Anyhow, I want to run. (Just had another epiphany, I want to HIKE. This is even better, although will not occur as frequently. I have been dying to camp and get outdoors, but at least, this I could do. YES.) But yes, I want to get back in shape. I meant to after Ray, and it didn't happen. Now I'm chasing two and I feel it, and holy crap guys, I'm 23. I should not be grunting and heaving and clutching furniture to pull my ass off the floor, especially when I just dropped 30 lbs in the last two months. (The first 20 disappeared in the first two weeks. Holy metabolism, batman) I'd like to do the occasional 5k or join some of my family at a half marathon. Maybe next year (2011) on that last.
I also am really enjoying my sewing machine, but finding time with both boys asleep is REALLY difficult. Like many babies this age, Dori is often awake until 10 or 11pm or later, and once he's finally down that means I need to sleep also. So we're going to move the sewing desk up to his (as yet unused) room. A few days a week, when Anthony gets home from work, I will either go for a run or spend an hour sewing, uninterrupted and away from small children. He gets his WoW time, which helps him relax and unwind and is something fun for him. And I get some fun stuff too. (Our previous arrangement was that on raid nights he would make dinner and do some other helpful things like dishes or straightening the living room. This started chafing though, I'm not keeping a damn chore chart here people. There are no WoW stars to earn. I refuse to ever tell him that he cannot play, because that is not my place. We are equals, I am not his fucking mother. I don't want to have authority over him, and I know he doesn't want to come home to more marching orders. Further, if he helps I want him to help because he actually wants to help ME or is just plain taking initiative to get shit done. Either is cool with me.)

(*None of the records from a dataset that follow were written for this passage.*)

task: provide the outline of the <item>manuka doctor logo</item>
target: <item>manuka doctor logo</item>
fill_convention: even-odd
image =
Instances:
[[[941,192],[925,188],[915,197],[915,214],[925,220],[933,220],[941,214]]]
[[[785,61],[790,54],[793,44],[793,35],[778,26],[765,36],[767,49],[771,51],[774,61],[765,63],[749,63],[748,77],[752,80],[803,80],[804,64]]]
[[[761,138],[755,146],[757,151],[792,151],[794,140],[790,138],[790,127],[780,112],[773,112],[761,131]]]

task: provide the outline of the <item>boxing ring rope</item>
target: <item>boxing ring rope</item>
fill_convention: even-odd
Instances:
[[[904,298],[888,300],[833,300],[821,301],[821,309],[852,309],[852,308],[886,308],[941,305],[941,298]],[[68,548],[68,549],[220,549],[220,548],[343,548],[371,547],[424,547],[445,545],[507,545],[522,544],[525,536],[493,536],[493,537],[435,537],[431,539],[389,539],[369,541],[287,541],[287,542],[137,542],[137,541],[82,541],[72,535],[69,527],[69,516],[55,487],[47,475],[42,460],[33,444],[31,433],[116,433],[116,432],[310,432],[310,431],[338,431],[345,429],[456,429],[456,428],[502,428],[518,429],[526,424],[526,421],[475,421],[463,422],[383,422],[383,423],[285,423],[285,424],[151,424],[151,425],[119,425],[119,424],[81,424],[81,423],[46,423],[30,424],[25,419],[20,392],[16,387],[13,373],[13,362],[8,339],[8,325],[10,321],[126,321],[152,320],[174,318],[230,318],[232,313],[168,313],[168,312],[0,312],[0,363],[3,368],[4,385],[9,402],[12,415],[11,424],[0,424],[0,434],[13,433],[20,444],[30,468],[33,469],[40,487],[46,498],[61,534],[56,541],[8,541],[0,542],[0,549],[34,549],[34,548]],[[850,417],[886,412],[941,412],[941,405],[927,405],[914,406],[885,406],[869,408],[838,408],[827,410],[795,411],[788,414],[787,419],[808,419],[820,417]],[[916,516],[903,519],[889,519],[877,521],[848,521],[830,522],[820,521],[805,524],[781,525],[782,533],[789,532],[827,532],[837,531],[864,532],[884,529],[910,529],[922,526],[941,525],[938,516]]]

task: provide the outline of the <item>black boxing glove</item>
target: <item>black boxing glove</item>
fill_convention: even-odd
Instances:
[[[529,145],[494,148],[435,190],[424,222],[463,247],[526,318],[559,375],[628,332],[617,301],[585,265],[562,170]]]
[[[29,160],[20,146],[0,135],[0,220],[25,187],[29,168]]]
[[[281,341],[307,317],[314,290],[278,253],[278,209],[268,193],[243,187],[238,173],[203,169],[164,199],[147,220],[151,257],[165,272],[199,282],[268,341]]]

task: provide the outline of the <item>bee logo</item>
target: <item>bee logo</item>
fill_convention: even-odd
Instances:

It was a long tense night before we discussed this, and the solution (at least the start of it) didn't hit me till I was nursing Dori to sleep. While I still would like him to occasionally decide to skip a raid night because we have other craziness going on, I think alot of my issue was jealousy. "What entitles him to this activity irrevocably when I get diddly?" So there. Now I get something too.
We also talked about other stuff, but I prefer not to spread that around the internet so much. Time will tell how it may or may not improve.

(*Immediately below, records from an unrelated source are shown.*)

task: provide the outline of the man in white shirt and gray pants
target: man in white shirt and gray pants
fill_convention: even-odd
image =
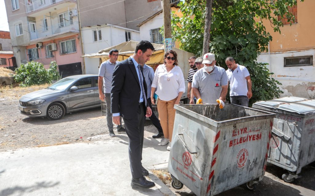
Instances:
[[[153,78],[154,77],[154,71],[153,70],[153,68],[148,66],[146,64],[143,65],[141,65],[143,68],[143,75],[144,76],[144,79],[146,80],[146,86],[147,89],[147,95],[146,95],[148,105],[151,108],[151,109],[152,109],[152,104],[151,102],[151,85],[152,84],[152,81],[153,81]],[[153,135],[152,136],[153,138],[158,138],[161,137],[164,137],[164,134],[163,133],[163,129],[162,127],[161,126],[161,123],[160,123],[160,121],[158,118],[157,117],[154,112],[152,112],[152,115],[151,116],[149,117],[149,118],[152,122],[153,125],[154,126],[158,133]]]
[[[248,107],[248,102],[253,96],[252,81],[246,67],[235,63],[234,58],[229,57],[225,59],[229,68],[226,71],[230,83],[231,103]]]
[[[112,114],[111,112],[111,89],[114,68],[119,63],[117,61],[118,50],[117,49],[112,49],[109,51],[108,56],[109,57],[108,60],[102,63],[100,67],[98,85],[100,99],[102,101],[106,102],[106,119],[107,127],[109,131],[109,136],[113,137],[115,136],[115,134],[114,133]],[[102,92],[102,84],[104,87],[104,94]],[[117,132],[118,133],[126,131],[121,125],[121,117],[120,117],[120,124],[117,126]]]

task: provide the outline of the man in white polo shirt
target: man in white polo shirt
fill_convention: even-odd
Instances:
[[[216,104],[220,108],[224,106],[227,93],[227,77],[225,70],[215,66],[215,55],[207,53],[203,55],[203,68],[196,73],[192,78],[192,91],[197,99],[203,103]]]
[[[231,103],[248,107],[248,101],[253,96],[248,70],[244,66],[236,63],[232,57],[226,59],[225,63],[229,68],[226,72],[230,83]]]
[[[109,131],[109,136],[115,136],[114,133],[113,125],[112,119],[112,114],[111,112],[111,89],[112,89],[112,81],[113,79],[113,72],[115,65],[119,61],[118,58],[118,50],[115,48],[111,50],[108,54],[108,60],[102,63],[99,71],[98,85],[100,99],[102,101],[106,102],[106,119],[107,127]],[[104,87],[104,93],[102,92],[102,84]],[[117,125],[117,132],[126,132],[121,124],[121,117],[120,117],[120,124]]]

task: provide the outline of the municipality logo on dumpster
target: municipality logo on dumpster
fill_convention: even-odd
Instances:
[[[246,149],[241,150],[237,155],[237,165],[239,168],[241,168],[245,165],[246,161],[248,157],[248,151]]]

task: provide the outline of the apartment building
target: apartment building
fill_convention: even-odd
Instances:
[[[130,40],[140,41],[140,32],[128,29],[105,24],[82,28],[84,53],[89,54]],[[84,58],[85,73],[97,74],[100,65],[98,58]]]
[[[289,10],[295,16],[295,22],[290,25],[284,19],[281,34],[274,32],[270,23],[263,22],[272,41],[269,52],[262,53],[257,61],[269,64],[274,73],[272,77],[282,83],[279,87],[284,92],[282,96],[315,99],[314,8],[315,1],[297,1]]]
[[[82,73],[76,0],[5,0],[18,65],[55,61],[63,77]]]
[[[48,68],[50,62],[55,61],[63,77],[85,73],[81,57],[88,53],[85,43],[89,45],[85,48],[88,52],[95,52],[107,47],[109,43],[125,41],[126,36],[135,40],[139,37],[139,21],[161,7],[160,1],[150,0],[4,1],[18,66],[35,61]],[[112,30],[125,29],[123,33],[101,29],[108,24],[113,25]],[[115,34],[111,34],[113,32]]]
[[[15,59],[12,51],[12,45],[10,32],[0,31],[0,67],[12,67],[14,68]]]
[[[137,25],[160,9],[161,0],[78,1],[84,54],[130,40],[140,40]],[[84,58],[87,74],[97,74],[99,58]]]

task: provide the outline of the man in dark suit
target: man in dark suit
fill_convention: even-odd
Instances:
[[[145,116],[149,117],[152,112],[147,103],[146,84],[139,64],[143,64],[149,60],[154,50],[152,44],[147,41],[139,42],[132,56],[115,66],[111,91],[113,121],[119,125],[119,116],[123,117],[129,138],[131,186],[144,188],[153,187],[155,184],[143,176],[148,175],[149,172],[141,163],[144,112]]]

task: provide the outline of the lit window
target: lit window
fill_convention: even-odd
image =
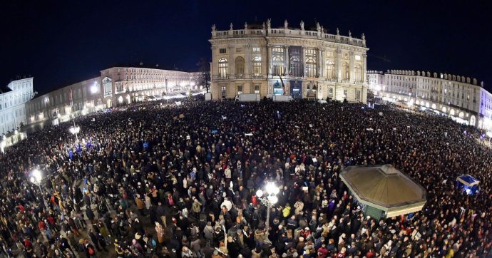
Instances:
[[[227,59],[219,59],[219,77],[226,78],[227,76]]]
[[[262,74],[262,59],[259,56],[255,56],[252,60],[252,73],[253,76],[260,76]]]
[[[327,61],[327,77],[329,79],[334,79],[337,78],[335,74],[335,63],[332,60]]]
[[[316,50],[307,48],[306,51],[306,75],[307,77],[316,76]]]

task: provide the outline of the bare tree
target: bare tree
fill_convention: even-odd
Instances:
[[[202,57],[197,62],[196,66],[202,73],[200,84],[205,87],[208,93],[208,89],[210,87],[210,63],[207,58]]]

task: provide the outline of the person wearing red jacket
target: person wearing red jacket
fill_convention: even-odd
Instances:
[[[44,223],[43,221],[40,220],[40,221],[38,222],[38,228],[39,228],[39,230],[41,230],[41,232],[42,232],[42,231],[44,231],[44,230],[46,230],[46,223]]]
[[[317,258],[327,258],[328,257],[328,249],[327,245],[323,244],[321,247],[318,248],[318,255]]]

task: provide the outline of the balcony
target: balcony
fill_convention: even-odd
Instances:
[[[228,31],[212,31],[212,38],[239,38],[239,37],[262,37],[272,36],[276,37],[297,37],[305,38],[318,38],[326,41],[337,42],[349,45],[366,46],[366,41],[340,35],[328,34],[317,31],[304,31],[300,29],[236,29]]]

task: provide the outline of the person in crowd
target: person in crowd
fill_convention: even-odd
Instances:
[[[45,127],[0,154],[0,252],[491,257],[484,132],[396,107],[379,112],[358,103],[191,98],[79,116],[78,141],[71,122]],[[380,164],[426,189],[421,211],[364,214],[339,174]],[[42,192],[29,180],[34,169]],[[480,180],[474,195],[454,184],[464,173]],[[279,187],[271,207],[256,196],[269,182]]]

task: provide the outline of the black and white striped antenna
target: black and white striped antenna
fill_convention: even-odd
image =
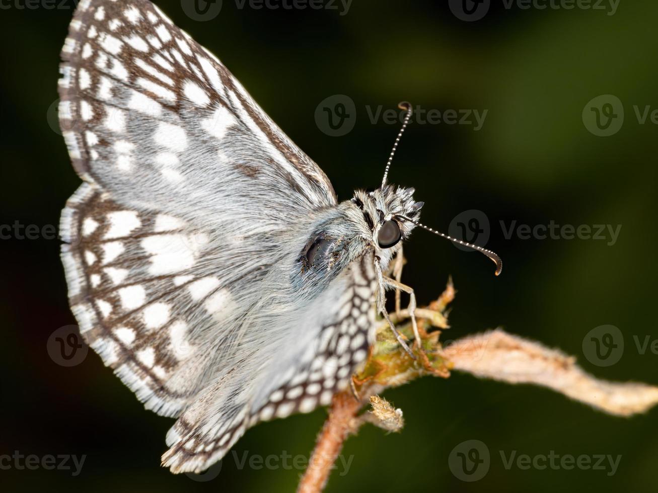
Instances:
[[[423,229],[427,229],[427,231],[430,233],[434,233],[435,235],[438,235],[440,237],[445,238],[446,239],[450,240],[451,241],[457,243],[458,245],[463,245],[465,246],[468,246],[468,248],[473,248],[473,250],[476,250],[480,253],[483,253],[489,257],[494,264],[495,264],[495,275],[499,275],[501,271],[503,270],[503,261],[500,259],[497,255],[496,255],[494,252],[490,250],[487,250],[486,248],[483,248],[482,246],[478,246],[476,245],[472,245],[472,243],[468,243],[466,241],[462,241],[461,240],[458,240],[457,238],[452,238],[447,235],[444,235],[443,233],[440,233],[436,229],[432,229],[428,226],[426,226],[424,224],[421,224],[417,221],[414,221],[411,218],[408,218],[406,216],[402,214],[397,214],[395,216],[397,218],[400,219],[403,219],[405,221],[409,221],[410,223],[415,224],[418,227],[422,227]]]
[[[391,155],[388,156],[386,169],[384,170],[384,178],[382,179],[382,188],[384,188],[384,186],[386,184],[386,177],[388,176],[388,170],[391,167],[391,163],[393,162],[393,156],[395,154],[395,150],[397,149],[397,145],[400,142],[400,138],[402,137],[402,134],[405,133],[405,129],[407,128],[407,125],[409,122],[409,118],[411,118],[411,113],[413,112],[411,103],[407,101],[402,101],[402,103],[400,103],[397,105],[397,107],[401,110],[406,110],[407,114],[405,116],[404,122],[402,123],[402,128],[400,129],[400,131],[395,138],[395,143],[393,145],[393,150],[391,151]]]

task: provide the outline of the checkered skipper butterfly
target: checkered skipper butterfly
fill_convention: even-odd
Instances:
[[[388,318],[385,289],[413,312],[399,269],[386,275],[424,227],[413,189],[385,174],[338,203],[147,0],[81,0],[62,57],[61,124],[84,181],[62,216],[70,302],[105,364],[178,418],[163,464],[203,471],[256,423],[328,404],[365,360],[376,310]]]

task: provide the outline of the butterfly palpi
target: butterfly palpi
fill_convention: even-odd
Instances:
[[[178,418],[163,465],[201,471],[257,423],[330,404],[388,319],[386,289],[415,306],[387,273],[426,227],[422,204],[387,184],[391,160],[380,188],[339,203],[147,0],[81,0],[62,57],[60,124],[84,182],[61,221],[70,303],[105,365]]]

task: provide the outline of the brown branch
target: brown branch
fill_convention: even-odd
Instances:
[[[324,488],[343,442],[363,423],[357,415],[361,406],[349,390],[334,396],[329,416],[299,482],[299,493],[318,493]]]

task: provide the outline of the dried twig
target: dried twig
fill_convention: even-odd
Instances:
[[[451,281],[436,301],[416,310],[422,350],[413,344],[415,360],[401,350],[388,323],[378,329],[364,368],[352,377],[353,388],[334,397],[299,492],[322,491],[343,442],[363,424],[372,423],[388,431],[401,429],[401,410],[378,394],[426,375],[447,378],[449,369],[508,383],[548,387],[616,415],[644,412],[658,404],[657,387],[598,380],[576,365],[573,357],[499,329],[460,339],[443,350],[438,329],[448,327],[447,309],[454,297]],[[405,310],[392,316],[398,331],[407,339],[413,337],[408,316]],[[368,402],[372,410],[359,414]]]
[[[572,356],[499,329],[458,340],[443,354],[455,370],[548,387],[609,414],[630,416],[658,404],[657,387],[599,380],[579,367]]]

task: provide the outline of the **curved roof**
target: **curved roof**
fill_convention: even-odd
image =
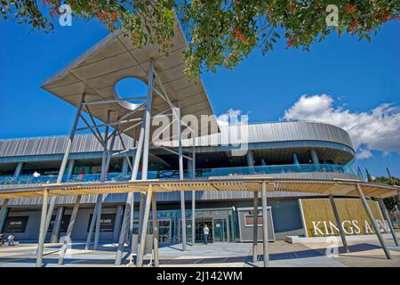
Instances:
[[[118,101],[120,98],[116,95],[115,85],[127,77],[148,83],[148,70],[152,59],[156,72],[155,88],[163,92],[164,87],[172,102],[175,106],[180,105],[182,117],[191,114],[200,118],[201,115],[212,115],[201,79],[189,80],[183,74],[184,53],[187,49],[188,44],[178,21],[172,46],[167,55],[160,52],[157,45],[135,48],[129,37],[117,30],[47,79],[43,88],[76,107],[83,94],[86,94],[85,102],[112,101],[88,107],[93,117],[102,122],[107,120],[108,110],[111,110],[111,121],[117,121],[121,118],[130,119],[120,125],[121,129],[127,128],[141,121],[144,106],[140,102],[126,104],[126,102]],[[132,95],[137,97],[146,94],[135,94],[133,90]],[[157,96],[156,92],[153,98],[152,113],[169,109],[167,102]],[[136,112],[130,115],[134,110]],[[137,121],[132,123],[135,118]],[[214,122],[216,124],[215,119]],[[125,134],[135,138],[138,135],[137,127],[127,130]],[[212,134],[212,128],[209,128],[209,126],[204,126],[204,128],[208,134]]]

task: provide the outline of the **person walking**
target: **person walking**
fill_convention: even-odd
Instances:
[[[8,246],[9,247],[15,245],[14,235],[12,233],[8,236],[7,241],[8,241]]]
[[[203,239],[204,244],[208,244],[208,235],[210,234],[210,229],[208,228],[207,224],[204,224],[204,227],[203,228]]]

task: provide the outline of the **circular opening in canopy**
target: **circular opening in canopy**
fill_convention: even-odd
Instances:
[[[146,102],[148,86],[140,79],[125,77],[115,86],[115,97],[119,103],[128,110],[135,110]]]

Leaving tomorrow for Sacramento to see brother in law and his wife and kiddles. Bio-Dad-in-law will be there too, which is AWESOME. :) It'll be the first time he's with both his boys since they were kids, and the first time he'll have all his grandkids there too! Plus he's just plain fun to be around. I like spending enjoyable time with good family. Will be a much needed escape for us I think.
Well I think that's it for tonight. I'm done with survival mode. It's fine for a short period of time, but I need to LIVE. I've been harping on Anthony for choosing WoW while life passes us by, but I've been doing no better.
I really didn't mean to be all resolutiony tonight lol but I guess it just happens sometimes.